KOMPLO YENİ PLANLARLA YÜRÜTÜLÜYOR
Kadınlar, halklar 15 Şubat komplosuna karşı her daim mücadele halinde olup Rêber APO’nun özgürlüğünü yaşam gerekçesi ve iradesi olarak savunmakta. Rêber APO’nun tarihsel özgürlük çıkışına zihniyet dönüşümü ve devrimci eylem pratiğiyle katılmakta. Rêber APO’nun paradigması ve dayandığı JIN JIYAN AZADÎ felsefesi yayılmakta. Kürt halkının özgürlüğü Ortadoğu halklarının kaderiyle giderek bütünleşmekte. Ortadoğu halklarının demokratik geleceği de demokratik-özerk Kürdistan çözümüyle mümkün hale gelmekte. Kadın özgürlük mücadelesi, yeni bir dünya sistemi olarak demokratik ekolojik kadın özgürlükçü paradigma temelinde demokratik konfederal çözümün imkanlarını yaratmaktadır. Kadınların ve halkların yeni bir toplumsal sistem arzusu toplumsal mücadeleleri açığa çıkarmakta.

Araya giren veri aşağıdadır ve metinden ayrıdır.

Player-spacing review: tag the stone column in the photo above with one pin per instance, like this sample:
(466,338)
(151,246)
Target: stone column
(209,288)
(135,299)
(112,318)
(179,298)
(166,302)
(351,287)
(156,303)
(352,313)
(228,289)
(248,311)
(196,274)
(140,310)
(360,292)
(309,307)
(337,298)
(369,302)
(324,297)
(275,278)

Bu gelişmeleri gören uluslararası hegemonik güçler ve statükocu sömürgeci bölge ulus-devletleri komplocu stratejide ısrar etmekteler. 9 Ekim 1998’de başlayan ve 15 Şubat 1999’da İmralı esaretiyle sistemleşen uluslararası komplo yeni planlarla yürütülmektedir.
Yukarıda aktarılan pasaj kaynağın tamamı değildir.